Le Soleil connaît régulièrement des sautes d'humeur baptisées « éjection de masse coronale ». Lors de ces CME, toujours spectaculaires, des particules de la couronne solaire sont propulsées à grande vitesse dans l'espace interplanétaire, sous forme de nuages magnétisés. Ces particules, lorsqu'elles frappent la Terre, peuvent provoquer des orages magnétiques et des aurores polaires. Mais elles voyagent bien plus loin.

 

 

Une vague lancée sur plusieurs milliards de kilomètres

Le 19 octobre 2014, les sondes Mars Express, Maven et Mars Odyssey s'apprêtaient à étudier le passage de la comète Siding Spring près de Mars lorsqu'elles ont enregistré une perturbation de l'atmosphère martienne. Une recherche dans les données des sondes solaires a rapidement montré que, cinq jours plus tôt, Stereo-A, Proba-2, Soho et SDO avaient été témoins d'une puissante éruption de masse coronale par notre étoile, qui venait donc d'atteindre Mars.

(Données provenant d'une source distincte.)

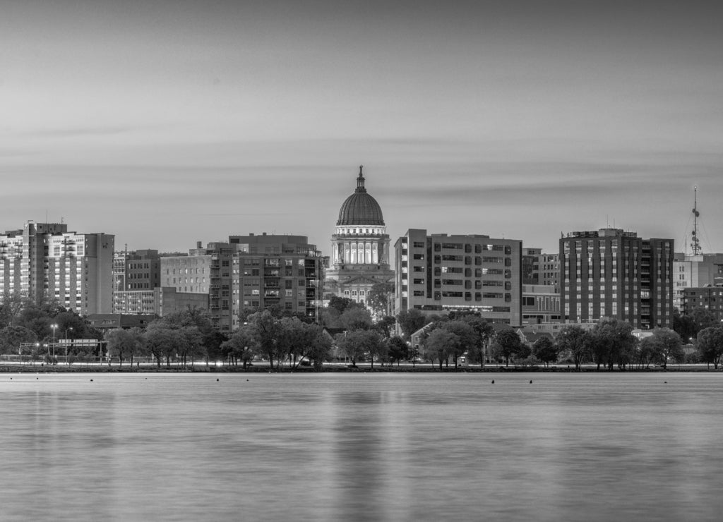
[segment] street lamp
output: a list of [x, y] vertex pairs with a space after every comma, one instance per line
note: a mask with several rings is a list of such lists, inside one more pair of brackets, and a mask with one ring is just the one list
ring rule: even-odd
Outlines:
[[55, 358], [55, 331], [58, 328], [58, 325], [54, 323], [50, 326], [53, 329], [53, 358]]
[[73, 331], [72, 326], [68, 326], [65, 329], [65, 362], [68, 362], [68, 330], [71, 331]]

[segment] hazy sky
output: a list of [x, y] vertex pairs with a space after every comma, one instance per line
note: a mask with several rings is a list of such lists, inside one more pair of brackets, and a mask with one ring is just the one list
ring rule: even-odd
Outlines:
[[[722, 6], [719, 7], [719, 6]], [[4, 0], [0, 229], [308, 235], [359, 165], [408, 228], [723, 251], [722, 2]], [[686, 237], [687, 236], [687, 237]]]

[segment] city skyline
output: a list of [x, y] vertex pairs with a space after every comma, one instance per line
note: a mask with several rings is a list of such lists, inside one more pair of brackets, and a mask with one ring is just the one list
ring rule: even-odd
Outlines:
[[358, 165], [390, 236], [556, 252], [606, 226], [723, 251], [708, 2], [12, 2], [0, 227], [117, 248], [296, 234], [328, 255]]

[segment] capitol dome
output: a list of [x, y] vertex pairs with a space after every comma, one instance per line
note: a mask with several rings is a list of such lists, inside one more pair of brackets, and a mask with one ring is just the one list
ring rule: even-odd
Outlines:
[[367, 225], [384, 226], [382, 207], [377, 200], [367, 193], [364, 186], [362, 167], [359, 166], [359, 175], [356, 178], [356, 190], [342, 204], [339, 210], [339, 219], [336, 226]]

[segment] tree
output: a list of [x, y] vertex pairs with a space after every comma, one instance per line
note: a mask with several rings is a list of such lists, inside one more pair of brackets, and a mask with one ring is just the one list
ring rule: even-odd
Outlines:
[[634, 357], [637, 342], [629, 323], [610, 317], [600, 319], [589, 338], [599, 369], [601, 363], [608, 370], [612, 370], [615, 364], [625, 367]]
[[651, 362], [653, 362], [656, 357], [657, 348], [655, 346], [655, 339], [652, 336], [643, 337], [638, 343], [638, 352], [636, 362], [638, 367], [649, 367]]
[[449, 355], [453, 347], [459, 342], [459, 337], [448, 330], [436, 328], [429, 332], [424, 342], [424, 352], [427, 357], [434, 362], [439, 361], [440, 370], [442, 370], [442, 362]]
[[158, 367], [165, 357], [166, 365], [170, 366], [171, 354], [179, 341], [178, 330], [168, 328], [161, 321], [153, 321], [146, 328], [143, 338], [148, 351], [155, 357]]
[[133, 356], [140, 352], [143, 345], [143, 334], [138, 328], [128, 330], [116, 329], [106, 334], [108, 342], [108, 352], [111, 357], [117, 357], [119, 365], [123, 365], [124, 357], [130, 357], [133, 364]]
[[416, 308], [404, 310], [397, 314], [397, 323], [405, 339], [410, 339], [411, 334], [429, 323], [427, 317]]
[[575, 369], [590, 357], [590, 336], [580, 326], [565, 326], [555, 339], [558, 352], [575, 362]]
[[369, 330], [372, 328], [372, 315], [366, 308], [347, 308], [339, 317], [339, 321], [343, 328], [349, 331]]
[[723, 357], [723, 328], [705, 328], [698, 334], [698, 352], [701, 360], [718, 369]]
[[510, 359], [518, 354], [522, 349], [520, 336], [511, 328], [500, 330], [495, 336], [495, 342], [499, 346], [500, 355], [505, 360], [505, 365], [510, 363]]
[[532, 354], [545, 366], [549, 366], [550, 362], [557, 361], [557, 347], [549, 337], [540, 337], [532, 344]]
[[312, 341], [307, 357], [311, 360], [316, 371], [321, 370], [324, 361], [329, 357], [331, 350], [331, 339], [324, 332], [321, 326], [316, 326], [316, 336]]
[[409, 357], [409, 345], [404, 342], [404, 339], [398, 336], [391, 337], [388, 344], [389, 346], [389, 358], [393, 362], [396, 362], [399, 365], [399, 361], [406, 360]]
[[341, 352], [351, 360], [351, 365], [364, 358], [367, 353], [375, 351], [375, 343], [380, 342], [379, 334], [372, 330], [351, 330], [338, 336], [337, 346]]
[[485, 349], [489, 342], [489, 338], [495, 333], [495, 329], [491, 323], [477, 315], [463, 316], [461, 321], [471, 326], [476, 334], [474, 342], [467, 350], [470, 362], [479, 362], [480, 366], [484, 367]]
[[393, 295], [394, 283], [375, 283], [367, 294], [367, 305], [376, 316], [384, 316], [387, 313], [389, 297]]
[[369, 332], [371, 335], [367, 341], [367, 351], [369, 353], [369, 362], [374, 367], [374, 361], [378, 359], [380, 362], [387, 360], [389, 354], [389, 347], [386, 339], [382, 338], [377, 331], [373, 330]]
[[[268, 357], [269, 367], [273, 368], [274, 359], [281, 356], [278, 349], [281, 334], [278, 319], [274, 318], [268, 310], [252, 314], [247, 319], [249, 324], [253, 328], [260, 349]], [[283, 349], [283, 347], [281, 348]]]
[[449, 347], [449, 354], [452, 356], [456, 369], [459, 357], [469, 348], [475, 345], [477, 334], [469, 323], [464, 321], [450, 321], [442, 323], [442, 328], [454, 334], [457, 337], [455, 342]]
[[656, 328], [653, 330], [652, 339], [655, 360], [667, 368], [668, 360], [682, 362], [685, 358], [680, 336], [668, 328]]
[[25, 326], [6, 326], [0, 330], [0, 353], [19, 353], [22, 343], [37, 342], [38, 336]]
[[229, 363], [237, 365], [240, 359], [244, 370], [253, 360], [258, 348], [259, 344], [254, 329], [248, 325], [239, 328], [231, 334], [228, 341], [224, 341], [221, 344], [221, 353], [228, 358]]
[[0, 305], [0, 327], [12, 326], [22, 309], [32, 301], [22, 294], [5, 294]]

Cette éruption a balayé un angle de 116° et ses effets se sont faits ressentir sur des milliards de kilomètres. Dans un article publié le 14 août par le Journal of Geophysical Reseach : Space Physics, le français Olivier Witasse et ses collègues montrent qu'au delà des sondes solaires et de celles en orbite martienne, le rover Curiosity sur Mars, mais aussi les sondes Venus Express, Rosetta qui venait de rejoindre la comète Churyumov-Gerasimenko, Cassini autour de Saturne, New Horizons à 4,7 milliards de kilomètres et peut-être même Voyager-2 trois fois et demie plus loin ont tous observé une manifestation du passage de cette CME.

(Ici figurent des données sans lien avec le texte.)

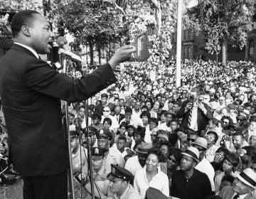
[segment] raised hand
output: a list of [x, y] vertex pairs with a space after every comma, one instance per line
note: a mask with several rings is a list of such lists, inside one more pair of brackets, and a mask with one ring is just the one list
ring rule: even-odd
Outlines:
[[136, 48], [131, 45], [126, 45], [118, 48], [109, 61], [110, 65], [114, 69], [119, 63], [129, 60], [132, 53], [136, 52]]

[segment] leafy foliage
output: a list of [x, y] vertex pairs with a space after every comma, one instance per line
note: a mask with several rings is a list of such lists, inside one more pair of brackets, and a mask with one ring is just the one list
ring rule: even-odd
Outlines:
[[186, 24], [206, 32], [206, 48], [212, 54], [218, 54], [225, 41], [242, 49], [246, 45], [246, 31], [252, 28], [253, 6], [250, 0], [200, 1], [188, 11]]

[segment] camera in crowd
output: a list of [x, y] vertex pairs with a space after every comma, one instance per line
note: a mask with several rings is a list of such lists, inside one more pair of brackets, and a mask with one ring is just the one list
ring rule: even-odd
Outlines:
[[193, 103], [193, 101], [194, 101], [194, 96], [193, 95], [190, 95], [189, 97], [188, 97], [188, 102], [189, 103]]

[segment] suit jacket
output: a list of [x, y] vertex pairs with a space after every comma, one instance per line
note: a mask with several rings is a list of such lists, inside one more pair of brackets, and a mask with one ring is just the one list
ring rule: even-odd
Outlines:
[[14, 44], [0, 61], [0, 96], [15, 169], [23, 176], [68, 168], [60, 100], [86, 100], [116, 81], [109, 64], [75, 80]]
[[[117, 121], [118, 121], [118, 124], [120, 124], [121, 120], [123, 119], [125, 117], [125, 116], [124, 116], [124, 114], [120, 113], [120, 114], [118, 115], [118, 117], [119, 117], [118, 120], [117, 120]], [[114, 118], [117, 118], [117, 115], [116, 115], [116, 114], [114, 114]]]
[[[182, 117], [181, 124], [181, 127], [183, 129], [188, 129], [188, 113], [189, 112], [187, 111], [185, 112], [185, 107], [186, 104], [188, 103], [188, 101], [185, 101], [181, 107], [176, 113], [177, 117]], [[203, 111], [201, 109], [198, 109], [198, 118], [197, 118], [197, 123], [198, 123], [198, 131], [200, 132], [201, 130], [206, 129], [206, 124], [208, 120], [213, 118], [213, 114], [210, 111], [210, 107], [206, 103], [202, 102], [203, 106], [207, 110], [206, 114], [204, 114]]]
[[[220, 190], [218, 195], [223, 199], [233, 199], [235, 191], [233, 190], [232, 186], [224, 186]], [[244, 199], [255, 199], [256, 195], [253, 195], [252, 193], [248, 193]]]

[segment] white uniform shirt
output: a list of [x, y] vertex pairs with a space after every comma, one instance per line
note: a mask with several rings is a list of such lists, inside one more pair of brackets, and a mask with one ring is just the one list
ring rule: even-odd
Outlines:
[[215, 191], [215, 185], [213, 181], [215, 172], [213, 167], [212, 166], [210, 163], [204, 157], [203, 160], [196, 166], [195, 168], [201, 172], [206, 173], [207, 176], [208, 176], [212, 191]]
[[169, 179], [166, 174], [158, 168], [157, 174], [149, 183], [146, 178], [146, 166], [138, 171], [134, 177], [134, 186], [141, 198], [144, 199], [146, 191], [149, 187], [159, 190], [167, 197], [169, 196]]

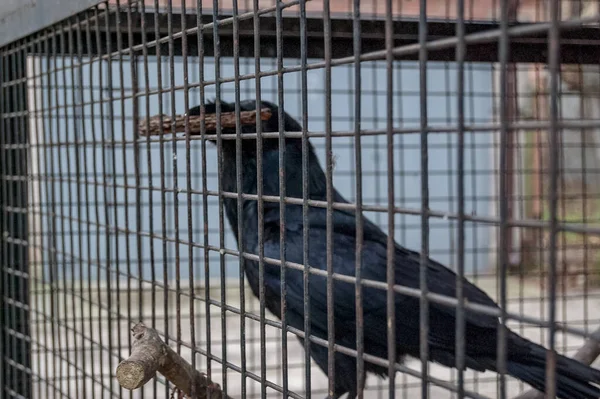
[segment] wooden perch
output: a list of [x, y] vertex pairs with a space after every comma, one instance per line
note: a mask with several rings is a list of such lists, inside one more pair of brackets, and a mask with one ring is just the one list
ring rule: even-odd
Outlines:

L'éjection de masse coronale du 14 octobre 2014 vue par différentes sondes solaires à différentes longueurs d'onde. Crédit : ESA/NASA

 

1000 km par seconde

Les sondes solaires ont directement vu l'éjection de masse coronale se déployer, à une vitesse estimée de 1000 km/s. Les autres ont systématiquement enregistré un renforcement du champ magnétique et une augmentation du vent solaire. Les instruments scientifiques de Venus Express n'étaient pas activés, cependant la sonde a aussi observé indirectement le nuage magnétisé : à l'instant de son passage, ses senseurs stellaires – qui lui servent à s'orienter par rapport aux étoiles – ont été saturés de radiation.

Curiosity, Mars Odyssey, Rosetta et Cassini ont observé pour leur part une chute brutale de la quantité de rayons cosmiques. Due à l'effet bouclier joué par la CME contre ces particules en provenance de la Galaxie, elle a duré 35 h au niveau de Mars (pour une chute de 20%), et 60 h au niveau de Saturne (chute de 17%). Ces modifications témoignent du ralentissement et de l'élargissement de la bouffée solaire au fil du temps. Sa vitesse au voisinage de Saturne n'était plus que de 500 km/s, et les mesures suggèrent qu'elle a atteint Voyager-2 17 mois plus tard.

 

 

Une éjection de masse coronale avait déjà été observée par plusieurs sondes spatiales auparavant. Mais jamais avec autant d'ampleur, et si loin. Ces mesures in situ doivent permettre de mieux comprendre la propagation d'une CME dans le système solaire.